Question on Loosely Synchronized Router Clocks
Steven M. Bellovin
smb at cs.columbia.edu
Thu Sep 20 20:04:31 UTC 2007
On Thu, 20 Sep 2007 14:41:16 -0500
"Brandon Galbraith" <brandon.galbraith at gmail.com> wrote:
> On 9/20/07, James R. Cutler <james.cutler at consultant.com> wrote:
> > Kerberos does not assume clock synchronization.
> > Kerberos requires reasonable clock synchronization.
> > And, as near as I can tell, clock synchronization is not part of the
> > Kerberos protocol.
> > Kick me if I err in this.
> > Cutler
> "Kerberos requires the clocks of the involved hosts to be
> synchronized. The tickets have time availability period and, if the
> host clock is not synchronized with the clock of Kerberos server, the
> authentication will fail. The default configuration requires that
> clock times are no more than 10 minutes apart. In practice,
> NTP<http://en.wikipedia.org/wiki/Network_Time_Protocol>daemons are
> usually employed to keep the host clocks synchronized."
That's correct, though I believe some versions use an offset hack.

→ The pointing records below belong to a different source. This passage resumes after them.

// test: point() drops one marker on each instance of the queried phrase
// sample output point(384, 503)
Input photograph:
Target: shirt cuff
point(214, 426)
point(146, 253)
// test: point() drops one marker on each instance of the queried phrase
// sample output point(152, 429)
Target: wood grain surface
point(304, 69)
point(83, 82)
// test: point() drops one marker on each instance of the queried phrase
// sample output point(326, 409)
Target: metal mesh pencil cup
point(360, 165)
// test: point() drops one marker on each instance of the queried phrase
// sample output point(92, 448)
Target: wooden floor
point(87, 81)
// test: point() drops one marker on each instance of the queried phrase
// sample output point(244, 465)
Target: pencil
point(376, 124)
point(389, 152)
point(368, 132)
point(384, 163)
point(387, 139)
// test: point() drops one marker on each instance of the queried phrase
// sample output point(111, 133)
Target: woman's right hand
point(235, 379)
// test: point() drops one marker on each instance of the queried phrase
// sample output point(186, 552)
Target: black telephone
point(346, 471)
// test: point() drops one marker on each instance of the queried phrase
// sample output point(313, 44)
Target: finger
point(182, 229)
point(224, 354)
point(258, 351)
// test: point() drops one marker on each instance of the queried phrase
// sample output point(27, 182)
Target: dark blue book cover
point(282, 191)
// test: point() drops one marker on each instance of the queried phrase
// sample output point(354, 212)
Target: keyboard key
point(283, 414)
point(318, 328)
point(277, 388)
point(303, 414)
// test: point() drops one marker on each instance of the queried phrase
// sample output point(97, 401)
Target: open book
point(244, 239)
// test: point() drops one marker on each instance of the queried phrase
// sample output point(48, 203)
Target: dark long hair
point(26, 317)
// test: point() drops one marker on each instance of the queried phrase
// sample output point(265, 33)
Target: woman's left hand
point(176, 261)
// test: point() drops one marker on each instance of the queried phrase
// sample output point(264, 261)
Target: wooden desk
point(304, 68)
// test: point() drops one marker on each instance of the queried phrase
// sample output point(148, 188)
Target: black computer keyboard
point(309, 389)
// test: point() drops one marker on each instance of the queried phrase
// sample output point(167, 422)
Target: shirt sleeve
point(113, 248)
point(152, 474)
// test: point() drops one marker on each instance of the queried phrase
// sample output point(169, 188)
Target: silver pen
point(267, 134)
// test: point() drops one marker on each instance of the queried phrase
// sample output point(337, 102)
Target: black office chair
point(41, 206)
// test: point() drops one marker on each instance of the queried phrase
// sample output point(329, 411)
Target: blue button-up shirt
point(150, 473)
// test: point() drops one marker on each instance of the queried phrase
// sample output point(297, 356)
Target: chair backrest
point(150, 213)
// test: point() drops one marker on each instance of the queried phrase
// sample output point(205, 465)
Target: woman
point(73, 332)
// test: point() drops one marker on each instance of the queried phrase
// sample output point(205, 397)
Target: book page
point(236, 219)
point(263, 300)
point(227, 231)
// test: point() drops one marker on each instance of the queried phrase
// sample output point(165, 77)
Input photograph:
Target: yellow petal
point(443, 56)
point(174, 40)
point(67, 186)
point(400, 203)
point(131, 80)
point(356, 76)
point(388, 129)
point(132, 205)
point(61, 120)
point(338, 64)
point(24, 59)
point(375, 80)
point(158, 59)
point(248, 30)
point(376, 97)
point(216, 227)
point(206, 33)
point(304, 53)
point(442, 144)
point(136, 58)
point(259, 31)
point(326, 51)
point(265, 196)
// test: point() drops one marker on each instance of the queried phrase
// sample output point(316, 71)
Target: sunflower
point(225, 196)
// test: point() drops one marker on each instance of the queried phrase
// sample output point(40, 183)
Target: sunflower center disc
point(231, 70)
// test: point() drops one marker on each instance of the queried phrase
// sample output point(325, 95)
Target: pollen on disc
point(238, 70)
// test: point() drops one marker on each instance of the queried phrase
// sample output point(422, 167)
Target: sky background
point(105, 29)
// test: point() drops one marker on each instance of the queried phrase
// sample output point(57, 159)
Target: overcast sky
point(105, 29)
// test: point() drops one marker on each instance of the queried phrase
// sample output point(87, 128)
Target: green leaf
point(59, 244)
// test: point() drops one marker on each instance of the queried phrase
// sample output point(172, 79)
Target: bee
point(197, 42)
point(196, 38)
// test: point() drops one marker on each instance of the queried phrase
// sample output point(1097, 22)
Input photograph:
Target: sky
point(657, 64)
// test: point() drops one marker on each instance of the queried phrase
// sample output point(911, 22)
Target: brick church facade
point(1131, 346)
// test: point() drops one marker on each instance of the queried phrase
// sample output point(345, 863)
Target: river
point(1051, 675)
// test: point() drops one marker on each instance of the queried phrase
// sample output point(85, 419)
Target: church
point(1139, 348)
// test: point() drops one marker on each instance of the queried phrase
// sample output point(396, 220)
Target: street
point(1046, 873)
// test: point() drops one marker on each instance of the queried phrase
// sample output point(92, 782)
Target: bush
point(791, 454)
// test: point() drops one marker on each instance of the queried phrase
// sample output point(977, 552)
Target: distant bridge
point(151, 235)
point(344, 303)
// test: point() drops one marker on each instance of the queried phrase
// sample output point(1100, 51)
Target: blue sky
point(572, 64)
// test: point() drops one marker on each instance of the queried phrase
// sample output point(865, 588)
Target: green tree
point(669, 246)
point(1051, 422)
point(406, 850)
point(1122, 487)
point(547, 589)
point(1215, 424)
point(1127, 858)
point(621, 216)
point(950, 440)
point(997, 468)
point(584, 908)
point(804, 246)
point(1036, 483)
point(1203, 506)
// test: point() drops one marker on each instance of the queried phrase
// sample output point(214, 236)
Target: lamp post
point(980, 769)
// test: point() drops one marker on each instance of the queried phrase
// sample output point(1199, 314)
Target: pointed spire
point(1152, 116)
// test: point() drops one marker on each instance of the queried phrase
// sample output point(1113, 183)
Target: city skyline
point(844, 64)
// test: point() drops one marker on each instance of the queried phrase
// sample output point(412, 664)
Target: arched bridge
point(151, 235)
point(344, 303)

The initial exchange with the Kerberos server is strongly
authenticated. It's used to issue a ticket-granting ticket; replay of
TGTs (and service tickets obtained via TGTs) partially relies on
synchronized clocks. The offset hack has the Kerberos server -- a
universally trusted party -- note and seal in the tickets -- the
client's time offset from KDC reality. Any services that accept the
tickets can use this value to correct for clock skew.